Odpowiadam na pytanie drugie. Tak, MSZ opłaca składkę do Rady Europy. Ta składka w roku bieżącym wynosi ponad 5 milionów euro i składa się z kilku komponentów, pieniądze kierowane są do budżetu zwykłego, do budżetów nadzwyczajnych, budżetu emerytalnego, budżetu Grupy Pompidou i budżetu Komisji Weneckiej w odrębnych tytułach.

Nie jestem w stanie w tej chwili odpowiedzieć pani senator, jak się skończy sprawa, ale mogę generalnie powiedzieć, że nasza polityka w organizacjach międzynarodowych, przyznam, jest taka, że jesteśmy w grupie państw niechętnych szafowaniu publicznymi i międzynarodowymi pieniędzmi, także szybkiemu i ochoczemu zwiększaniu funduszy na to przeznaczonych, należymy do grupy, która wykazuje pewien wstrzemięźliwy do tego stosunek, ale nie sądzę, żeby dotyczyło to spraw tak minimalnych, jak wskaźnik inflacji. Wliczanie wskaźnika inflacji do kolejnych budżetów i nieblokowanie tego typu inicjatyw to jest praktyka międzynarodowa. Pani Senator, odpowiemy pisemnie na to pytanie.

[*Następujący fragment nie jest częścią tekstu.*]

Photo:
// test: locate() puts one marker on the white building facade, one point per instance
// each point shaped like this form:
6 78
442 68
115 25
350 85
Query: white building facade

(Senator Urszula Gacek: Czy jest możliwość, żeby ta odpowiedź trafiła do mnie przed posiedzeniem plenarnym Senatu, który będzie dyskutował...)

Jutro zostanie udzielona.

(Senator Urszula Gacek: Bardzo dziękuję.)

Dyrektor Generalny Służby Zagranicznej w Ministerstwie Spraw Zagranicznych Mariusz Kazana:

Panie Przewodniczący! Panie i Panowie Senatorowie! Pani Senator!

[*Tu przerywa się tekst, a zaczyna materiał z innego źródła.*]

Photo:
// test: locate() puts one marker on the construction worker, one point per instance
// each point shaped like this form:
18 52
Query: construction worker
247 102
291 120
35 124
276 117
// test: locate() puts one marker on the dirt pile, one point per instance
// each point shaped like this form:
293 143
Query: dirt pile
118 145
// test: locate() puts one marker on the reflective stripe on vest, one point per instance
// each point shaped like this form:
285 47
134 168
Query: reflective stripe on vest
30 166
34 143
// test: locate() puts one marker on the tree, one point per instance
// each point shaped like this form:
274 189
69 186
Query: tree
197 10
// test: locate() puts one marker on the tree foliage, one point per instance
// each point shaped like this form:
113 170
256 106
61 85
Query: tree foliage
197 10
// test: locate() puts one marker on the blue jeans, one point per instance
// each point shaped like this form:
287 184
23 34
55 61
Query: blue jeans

Tak, zwiększamy kwotę naszych wydatków na szeroko rozumianą opiekę konsularną w porównaniu z danymi szacunkowymi, które zostały przedstawione w piśmie pana ministra Kowala we wrześniu. Możemy ją zwiększyć dzięki decyzji Rady Ministrów z końca września, z 25 września ubiegłego roku. Rada Ministrów na posiedzeniu nieformalnym przyznała nam dodatkowe pieniądze na realizację nowych zadań i z tej kwoty prawie 3 miliony zł przeznaczyliśmy na wzmocnienie opieki konsularnej nad Polakami przebywającymi za granicą. Tak że zostaną na to przeznaczone większe środki.

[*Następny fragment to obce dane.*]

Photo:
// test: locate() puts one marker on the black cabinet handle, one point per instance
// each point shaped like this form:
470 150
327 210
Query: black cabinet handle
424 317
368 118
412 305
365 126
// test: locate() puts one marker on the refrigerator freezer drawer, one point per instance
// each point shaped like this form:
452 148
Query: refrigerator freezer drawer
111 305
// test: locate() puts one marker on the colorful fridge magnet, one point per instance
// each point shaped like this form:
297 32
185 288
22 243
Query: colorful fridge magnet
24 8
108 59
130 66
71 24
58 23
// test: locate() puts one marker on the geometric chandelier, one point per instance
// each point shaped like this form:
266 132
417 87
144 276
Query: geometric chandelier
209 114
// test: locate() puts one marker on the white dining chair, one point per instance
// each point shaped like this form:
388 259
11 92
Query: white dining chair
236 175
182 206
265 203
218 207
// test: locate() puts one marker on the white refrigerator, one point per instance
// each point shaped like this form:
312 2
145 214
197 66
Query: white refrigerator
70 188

Zastępca Przewodniczącego Andrzej Mazurkiewicz:

Dziękuję bardzo.

Pan senator Jaroch, proszę bardzo.

Senator Andrzej Jaroch:

Dziękuję bardzo.

Ja chciałbym, tak jak zresztą na poprzednim naszym spotkaniu, poświęcić trochę czasu i przedstawić kilka uwag na temat rezerwy celowej, która ma być przeznaczona na pomoc rozwojową. Tym bardziej że, jak się okazuje, jak tu powiedział pan minister, została wprowadzona pewna zmiana techniczna w rozdysponowaniu tych 90 milionów zł.

Uczestniczyliśmy z kolegą w takim seminarium, w spotkaniu zorganizowanym w Parlamencie Europejskim, poświęconym polityce i pomocy rozwojowej. Polska przez wiele lat korzystała z tej pomocy, była jej beneficjentem. Polityka polskiego rządu w ostatnich latach jest dobrze oceniana, zgodna jest, można powiedzieć, z wytycznymi, ze strategią, jaką przyjęła tu Unia. W wyniku realizacji tej polityki powstały też pewne zobowiązania, w których tendencja wzrostu środków przeznaczanych przez Polskę, chociaż one zdaje się nie podążają za założoną zmianą, która ma doprowadzić do 0,17% PKB w 2010 r., niemniej jednak jest widoczna i jest największa w naszym rejonie.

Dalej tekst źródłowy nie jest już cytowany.